The ciliates (Ciliophora, Infusoria) are one of the most important groups of Protista, common almost everywhere there is water--lakes, ponds, oceans, soils--with a few parasitic members. Ciliates tend to be large protozoa, a few reaching 2 mm in length, and are some of the most complex in structure. They belong to a group called the Alveolates, along with the Dinoflagellates and Apicomplexa.
The name "ciliate" comes from numerous, short flagella called cilia that are present at some point in every group. Each cilium arises from a structure called a kinetosome, which are grouped into distinct rows caled kineties that coordinate their motion.

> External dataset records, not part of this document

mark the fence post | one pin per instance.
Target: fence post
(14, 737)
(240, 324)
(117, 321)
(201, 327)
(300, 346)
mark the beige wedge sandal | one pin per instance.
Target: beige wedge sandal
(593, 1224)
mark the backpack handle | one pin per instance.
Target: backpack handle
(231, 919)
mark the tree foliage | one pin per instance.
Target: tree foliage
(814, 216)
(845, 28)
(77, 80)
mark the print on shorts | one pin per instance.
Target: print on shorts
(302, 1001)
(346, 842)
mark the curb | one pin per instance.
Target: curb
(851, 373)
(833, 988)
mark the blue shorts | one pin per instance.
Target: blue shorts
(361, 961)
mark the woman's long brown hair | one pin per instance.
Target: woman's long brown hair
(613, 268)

The outer layer of the cell containing these is separated off by microfilaments and may also contain extrusomes of various kinds, and of course the alveoli, which are packed together to form a pellicle.
Each ciliate cell has a cytostome (mouth), leading down into a cytopharynx at the end of which food vacuoles form. These circulate the cell on a definite path as their contents are digested and absorbed, and finally are discharged at a point called the cytoproct. Usually contractile vacuoles are often present, and have a unique star shape. Most ciliates graze on smaller organisms which are swept into the mouth by nearby cilia, which may be modified to form an undulating membrane or membranelles.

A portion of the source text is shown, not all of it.